Metzger: Every step in nature is a moment of grace.
Wilson: We’re showing paintings that…most of them have never been seen before. It allows us, for the first time, to gain a proper understanding of Gustav Metzger as an artist creating auto-destructive arts, but creating it as an artist, as an activist and an artist who is a painter.
Metzger: I’m full of memories. These memories, of course, include Germany. As a Jewish child growing up in an Orthodox environment your life is saturated with religion and with obligations. When I was twelve years old, when things were hotting up related to Jews… All of that is a constant inner world that I live in.
What I found interesting just now, is that they are now somehow in the region of William Blake. There’s a German word, 'Empor'. 'Empor' which means to expand upwards. 'Empor…zum Himmel', you go up, and of course that’s what Blake is all about.
Wilson: Was he always important for you?
Metzger: I think so. Very, very important as a young person, or anytime.
Wilson: You know, in some of them it also reflects the cloud of the atom bomb as well, so it’s…
Metzger: Well, that’s right. And, of course, everything I have said has left out of account the atom bomb.
Wilson: Before he was a painter he’d always aimed at being a sculptor. He turned to painting and he used various techniques and came across the idea of painting with acid. There is something that as soon as you make a mark, what you make the mark on starts to disintegrate and it starts to eat into the fabric. Brings in an element of time, and it brings in the sense of the ephemeral, it brings in the sense of thinking about art not in terms of space, not in terms of objects but in terms of an event.
Metzger: The planet is in a horrific, horrendous condition. If you include all the weaponry and then add on the pollution and the risk to natural existence, it’s pretty horrendous.

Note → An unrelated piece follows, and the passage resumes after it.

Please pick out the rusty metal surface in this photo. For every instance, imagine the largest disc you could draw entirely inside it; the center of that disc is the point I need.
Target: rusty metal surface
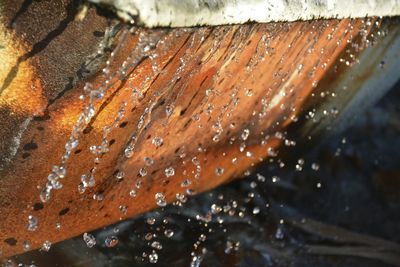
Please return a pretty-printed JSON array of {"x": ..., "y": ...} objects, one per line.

Wilson: Auto destructive art is primarily a form of public art for industrial societies. Auto destructive art didn’t exist until he named it through the manifesto, and that manifesto was distributed and so the idea of auto destructive art was in the public realm. It’s not a private art, it’s not an art for the dilettante, it’s not an art to be collected, it’s an art of statement.
Metzger: The necessity to alert the public, to alert vast numbers of people to the dangers is, I think, the top priority.
Wilson: Metzger isn’t being an iconoclast, he’s not being an aeolist, this is something for society. It’s against those things that are against society. It’s not destroying things, it’s looking at the action of destruction, and part of that action of destruction is to create new forms.
Metzger: All I can say is this totality of life, whatever that might mean, this attempt to grasp what is important, this attempt to merge with what is most important. That is, I think, is the centre of my life.
Wilson: 'I came to this country from Germany when twelve years old. My parents being Polish Jews, and I am grateful to the government for bringing me over. My parents disappeared in 1943 and I would have shared their fate, but the situation now is far more barbarous than Buchenwald for there can be absolute obliteration at any moment.'
Metzger: Wings, can you see the wings flapping here? And it’s all going upwards. They are all going up.